Renovascular hypertension is a type of secondary hypertension. Renovascular hypertensive 2-kidney, 1-clip (2K1C) rats have an increased activity of the renin-angiotensin system, and it is an experimental model to study renovascular hypertension. Renovascular hypertensive 2K1C rats have an imbalance of RAS components in the brain, an impairment of the baroreflex and they present an increase in daily intake of hypertonic NaCl solution. Therefore, we focused on studying: 1) the effects of overexpression of RAS components in the in the nucleus of the solitary tract (NTS), a brainstem area involved with cardiovascular control, 2) the brain mechanisms involved with the sodium appetite (operationally defined as an ingestion of hypertonic NaCl solution) in 2K1C rats. In adult Holtzman rats, the left renal artery was partially occluded by a silver clip with an opening of 0.2 mm to induce 2K1C. The experiments started after 6 weeks (hypertension plateau). We observed that increasing angiotensin type 2 receptor (AT2R) expression in the NTS attenuated the development of renovascular hypertension and also reversed the impairment of the baroreflex observed in 2K1C rats. Furthermore, an observed decrease in mRNA levels of angiotensin-converting enzyme 2 in the NTS of 2K1C rats was restored to control levels after viral-mediated increases in AT2R at this site. Virally mediated blockade of an intracellular pathway activated by angiotensin II (ANG II) acting in type 1 receptor (AT1R) in the NTS attenuated the development of renovascular hypertension and also reversed the impairment of the baroreflex. Daily 0.3 M NaCl intake transiently increased from the 2nd to the 5th week after 2K1C surgery.
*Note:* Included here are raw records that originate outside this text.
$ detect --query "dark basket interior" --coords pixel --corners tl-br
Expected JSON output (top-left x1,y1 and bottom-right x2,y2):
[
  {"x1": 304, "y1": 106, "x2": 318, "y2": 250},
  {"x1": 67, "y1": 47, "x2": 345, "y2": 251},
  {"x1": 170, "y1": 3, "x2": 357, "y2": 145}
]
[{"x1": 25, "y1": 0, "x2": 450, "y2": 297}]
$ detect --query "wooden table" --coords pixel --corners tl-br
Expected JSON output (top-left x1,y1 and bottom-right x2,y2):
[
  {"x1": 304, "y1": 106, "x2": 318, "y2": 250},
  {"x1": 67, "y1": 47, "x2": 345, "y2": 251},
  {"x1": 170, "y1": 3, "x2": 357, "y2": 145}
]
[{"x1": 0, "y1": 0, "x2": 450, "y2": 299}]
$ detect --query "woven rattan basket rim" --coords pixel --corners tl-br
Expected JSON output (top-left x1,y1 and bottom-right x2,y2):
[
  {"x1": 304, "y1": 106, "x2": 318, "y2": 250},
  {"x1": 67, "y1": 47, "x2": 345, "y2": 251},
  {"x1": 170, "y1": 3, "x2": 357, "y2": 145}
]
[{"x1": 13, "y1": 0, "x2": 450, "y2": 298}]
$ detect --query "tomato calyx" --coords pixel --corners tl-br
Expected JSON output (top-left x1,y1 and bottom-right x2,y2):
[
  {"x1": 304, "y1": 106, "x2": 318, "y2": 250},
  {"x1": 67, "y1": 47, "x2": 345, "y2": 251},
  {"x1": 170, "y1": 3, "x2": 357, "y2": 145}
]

On the 6th week, in spite of comparable daily 0.3 M NaCl intake between 2K1C and sham rats, water deprivation (used to induce sodium appetite) produced a greater increase 0.3 M NaCl intake in 2K1C rats. Moreover, this intake is totally blocked by central AT1R and mineralocorticoid receptor antagonism. These data demonstrated that ANG II acting in the AT1R in the NTS is involved with the development of hypertension and baroreflex impairment in 2K1C and that AT2 overexpression at the same site can counteract these effects. In addition, the results demonstrated the participation of ANG II and aldosterone acting centrally in the enhanced sodium intake in water deprived 2K1C rats.